Tuesday, 19 de March de 2024 ISSN 1519-7670 - Ano 24 - nº 1279

A opção entre selvageria e Estado de Direito

O filme Tropa de Elite tem despertado reações antitéticas entre os que assistiram às sessões de tortura e assassinato perpetradas pelo capitão Nascimento e seus comandados. Não são poucos os que vêem no filme uma descrição fiel das sombras que se erguem por trás do Estado de Direito brasileiro: um Estado normativo forjado sob os amargos ensinamentos de vinte anos de ditadura, e inspirado pelas declarações de direitos que se seguiram ao pesadelo de duas guerras mundiais, mas que, na prática, ainda não conseguiu sequer mudar as perversas bases teóricas com que uma de suas principais instituições repressoras costuma atuar. Para esses – e entre eles, eu me incluo –, a violência empregada pela polícia no filme é real, sem exageros, embora injustificada e lamentável. Não se tem dúvida de que existem muitos ‘capitães Nascimento’ pelo país afora, de quem gostaríamos, no entanto, estivesse o Estado brasileiro liberto.

Há, porém, muitos outros espectadores que, não obstante tenham compreendido o realismo daquelas ações de selvageria policial retratadas na obra, ao invés de censurá-las as aplaudem como solução para o problema da criminalidade.

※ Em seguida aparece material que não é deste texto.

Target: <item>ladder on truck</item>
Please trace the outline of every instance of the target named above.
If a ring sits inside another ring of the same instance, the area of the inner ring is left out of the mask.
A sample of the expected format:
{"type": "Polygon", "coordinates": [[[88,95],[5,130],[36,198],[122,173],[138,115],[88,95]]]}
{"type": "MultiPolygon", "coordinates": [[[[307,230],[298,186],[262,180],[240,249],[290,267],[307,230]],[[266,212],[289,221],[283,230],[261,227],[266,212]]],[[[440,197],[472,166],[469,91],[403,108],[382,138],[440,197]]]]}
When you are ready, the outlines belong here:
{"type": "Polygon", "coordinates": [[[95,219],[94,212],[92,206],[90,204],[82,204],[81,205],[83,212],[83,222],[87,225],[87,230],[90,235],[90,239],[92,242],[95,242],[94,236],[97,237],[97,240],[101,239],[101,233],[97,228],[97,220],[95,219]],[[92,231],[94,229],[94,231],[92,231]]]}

Quantos não têm alçado o intrépido agente público ao posto de herói nacional, enaltecendo-lhe a brutalidade com que exerce o ofício? É o caso das adolescentes que, entrevistadas pela revista CartaCapital, não hesitaram em dizer: ‘Se não tem jeito prendendo, tem de matar.’

Atrocidades em nome do bem comum

Reações como essas não são apenas insensatas. Se traduzirem a defesa pública e explícita da truculência policial, ultrapassam todos os limites da liberdade de expressão, e podem até, sob certas condições, constituir o delito previsto no art. 287 do Código Penal brasileiro (fazer, publicamente, apologia de fato criminoso ou de autor de crime), já que, felizmente, tortura e execuções sumárias são crimes repudiados por todas as nações civilizadas, inclusive pelo Brasil, signatário das mais diversas convenções internacionais voltadas à proteção de direitos humanos.

Tais reações elogiosas à selvageria são, porém, sobretudo, ingênuas. Não me refiro, naturalmente, aos que não dão a mínima para a vida de quem não seja parente, amigo ou de seu círculo de relações sociais. Para esses, pouco importa que a violência policial gratuita se dirija contra inocentes ou criminosos. Pouco lhes interessa que a lei dos povos civilizados proíba semelhantes atos. Afinal, palavras como misericórdia e Estado de Direito só lhes integram o vocabulário quando instrumentadas ao próprio interesse. Importa-lhes, isto sim, tão-somente retirar de circulação quem lhes ameaça a segurança e a daqueles que lhes são caros. E se, para tanto, for necessário torturá-los ou matá-los, não há motivo para lamentos, senão para comemoração.

Quero crer que quem assim pense é minoria. E contra eles não é preciso argumentos. Basta-lhes a lei. A ingenuidade a que aludo é a daqueles que defendem as ações do capitão Nascimento sem ter em vista o próprio interesse, mas o bem comum, e que tendem a ver a violência policial apenas como efeito colateral de ações que, em si mesmas, são boas (o combate à criminalidade). Esses ignoram as duras lições da história que levaram os países democráticos a adotar rígidos controles ao exercício do poder, em especial do poder que atua armado – capaz de ferir e de matar. Desconhecem que, em nome do bem comum, as maiores atrocidades foram cometidas: povos foram escravizados e tiveram suas riquezas roubadas, pessoas foram jogadas à fogueira, insurrectos esquartejados e expostos à praça pública, guerras declaradas, revoluções sanguinolentas deflagradas, e muitos… muitos inocentes condenados.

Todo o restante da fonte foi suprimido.